Agricultural officials released details for a second round of trade aid.
The aid package, devised by the U.S. Department of Agriculture (USDA), will assist farmers in response to trade damage from unjustified retaliation and trade disruption. U.S. Secretary of Agriculture Sonny Perdue adds, “The latest aid package ensures farmers will not bear the brunt by China or any other nation.
“Farmers themselves will tell you they’d rather have trade than aid. (However), without trade, they’re going to need support from a profitability standpoint,” Perdue said. “We honestly know and believe it’s a food security issue, which leads to a national security issue. Our team at USDA reflected on what worked well last year and what could’ve (been) done better, and then effectively redesigned this program.”
USDA Chief Economist Robert Johansson says this package is “slightly different” than the last, but believes “the main brush strokes remain the same.”
“We are comparing the difference in trade with tariffs on our exports to trade without those tariffs,” Johansson said. “We are (also) looking back a number of years to look at what China has purchased from us and are bringing that into our baseline for applying those tariffs too.”
The USDA has been authorized to provide up to $16 billion in aid. Monies once again will be funneled through the Market Facilitation Program (MFP), Food Purchase and Distribution Program and Agricultural Trade Promotion (ATP) Program.
The Market Facilitation Program will provide $14.5 billion in direct payments to specialty and non-specialty crop producers, as well as dairy and hog producers.

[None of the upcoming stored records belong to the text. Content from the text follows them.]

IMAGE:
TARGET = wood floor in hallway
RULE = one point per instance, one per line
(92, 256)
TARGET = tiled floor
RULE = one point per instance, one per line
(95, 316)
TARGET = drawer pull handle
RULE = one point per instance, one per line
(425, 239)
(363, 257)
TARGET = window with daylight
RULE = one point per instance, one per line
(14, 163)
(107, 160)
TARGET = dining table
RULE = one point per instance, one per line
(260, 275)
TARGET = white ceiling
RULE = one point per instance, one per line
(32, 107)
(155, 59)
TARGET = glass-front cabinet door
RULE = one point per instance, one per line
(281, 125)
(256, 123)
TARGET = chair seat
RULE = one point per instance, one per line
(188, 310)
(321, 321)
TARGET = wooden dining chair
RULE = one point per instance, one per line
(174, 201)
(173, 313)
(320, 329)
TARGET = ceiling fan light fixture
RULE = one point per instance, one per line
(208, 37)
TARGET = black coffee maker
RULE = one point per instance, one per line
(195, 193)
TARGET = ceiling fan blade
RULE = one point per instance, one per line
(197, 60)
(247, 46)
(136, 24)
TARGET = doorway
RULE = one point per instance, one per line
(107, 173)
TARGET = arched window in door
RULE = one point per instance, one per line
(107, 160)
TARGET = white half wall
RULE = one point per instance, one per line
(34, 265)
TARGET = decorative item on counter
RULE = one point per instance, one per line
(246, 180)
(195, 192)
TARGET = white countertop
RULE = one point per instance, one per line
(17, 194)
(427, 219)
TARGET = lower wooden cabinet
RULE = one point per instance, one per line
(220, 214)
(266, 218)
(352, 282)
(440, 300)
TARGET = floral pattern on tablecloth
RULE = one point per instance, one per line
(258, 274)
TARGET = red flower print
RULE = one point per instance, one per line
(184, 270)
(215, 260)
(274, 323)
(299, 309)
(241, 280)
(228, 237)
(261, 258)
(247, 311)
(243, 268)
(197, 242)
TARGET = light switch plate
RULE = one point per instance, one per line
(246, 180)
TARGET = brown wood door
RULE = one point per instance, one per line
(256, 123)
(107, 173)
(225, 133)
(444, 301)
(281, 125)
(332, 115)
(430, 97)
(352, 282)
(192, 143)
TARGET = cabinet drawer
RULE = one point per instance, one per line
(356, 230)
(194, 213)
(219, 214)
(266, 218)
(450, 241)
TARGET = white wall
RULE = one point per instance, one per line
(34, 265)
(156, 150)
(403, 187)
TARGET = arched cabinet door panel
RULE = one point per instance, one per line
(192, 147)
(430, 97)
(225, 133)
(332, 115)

Payments for non-specialty crops will be awarded differently. USDA Undersecretary for Farm Production and Conservation Bill Northey addresses these changes.
“We will look at one, single payment,” Undersecretary Northey said. “Rob and his team have look(ed) at the trade damage each county is feeling. We then divide that by the acres planted within that county and then have a single payment, no matter which of those crops you plant.”
The first set of payments are scheduled for July/August. Additional payments will be awarded later, depending on U.S./China trade negotiations and further damage.